Lo visto hasta ahora con respecto a la situación de Venezuela deja a quienes confían en la rectitud de los medios en un estado de incertidumbre mayor al de haber estado marginados totalmente de aquellos sucesos. Y ello, porque lo narrado y lo visto, como en este y otros muchos casos, era absolutamente contradictorio, y no existía margen razonable para que diferentes noticieros, periodistas y comentaristas ad hoc terminaran relatando y comentando una cosa mientras los televidentes veían y, en repetición, algo totalmente diferente.
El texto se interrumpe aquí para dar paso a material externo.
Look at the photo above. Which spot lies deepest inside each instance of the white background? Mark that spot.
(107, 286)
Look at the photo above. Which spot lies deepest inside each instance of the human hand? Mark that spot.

Una cosa es que los dueños de los medios e incluso sus periodistas estén del lado de la democracia —con todos los gatuperios que se cuecen en las nuestras— y lo dejen en claro; y muy otra, lo que ha sucedido en todos estos días, la demonización absoluta de quien consideran su enemigo ideológico, político, económico, lo que quieran, para convertirlo, rompiendo con todo vestigio de ética, en la fuente de todo los males.
Cuando en una reflexión reposada este no es el camino de los medios de información, a menos que se haya renunciado totalmente a la realidad empírica de que los hechos no tienen contexto, y le es permitido, a quien tiene el poder de comunicarlos, de hacerlo a su acomodo, como un arma más para buscar una pírrica victoria que, como tal, aumenta la perplejidad general.
Si bien estamos enseñados a que la historia de Latinoamérica valga bien poco, que existan líderes o pueblos hermanos que probablemente mal encaminados piensen diferente, es una cuestión a dirimir en el marco de un acuerdo racional como lo hemos aprendido de la mejor vena de la civilización occidental, a la que ex profeso no han renunciado quienes dicen mantenernos bien informados ni quienes confiamos en ellos, para entregarnos a la insensata propagación de noticias falsas con consecuencias aviesas inenarrables.
Más cuando entre los elementos del conflicto se han impuesto actos mucho más reprobables que la discutida dictadura, como el autonombramiento de un presidente a quien los Estados Unidos le monta un gobierno virtual, cuyo reconocimiento no ha pasado de 50 y tantos países, pues los gobiernos que guardan reticencias sobre procedimiento tan arbitrario bien saben el lugar desguarnecido en que se colocan a futuro quienes se someten sin más a dictados tan peregrinos. O la parodia del caballo de Troya preparada por los EE.UU. y con la que creyeron doblegar la dignidad —digamos que huera— pero dignidad de uno de sus fundos más apreciados por sus riquezas, maroma que no funcionó porque subestimaron a sus conductores y habitantes, seguros quizás de la legendaria calidad genuflexa de la región para sobrevivir de ayudas fantasmales.
Seguidilla que ahora persiste con un gran apagón que afecta a casi toda Venezuela, sin que podamos estar seguros de si es producido por un sabotaje a gran escala cuando Guaidó convoca a dar el gran paso a la toma del poder efectivo, o si todo este desastre es fruto de la desidia de una revolución que sembró esperanza en un mundo condenado al unanimismo pero que equivocó sus objetivos esenciales.
Un mal paso este de los medios de seguir siendo parte de una agresión impopular a un pueblo hermano en problemas, programando día a día los hechos correctos a cumplir, sin que estos se den y tengan alguna explicación, para terminar, pasado el tiempo y repetidos los fiascos, preguntándose ante su audiencia desconcertada. ¿Y ahora qué?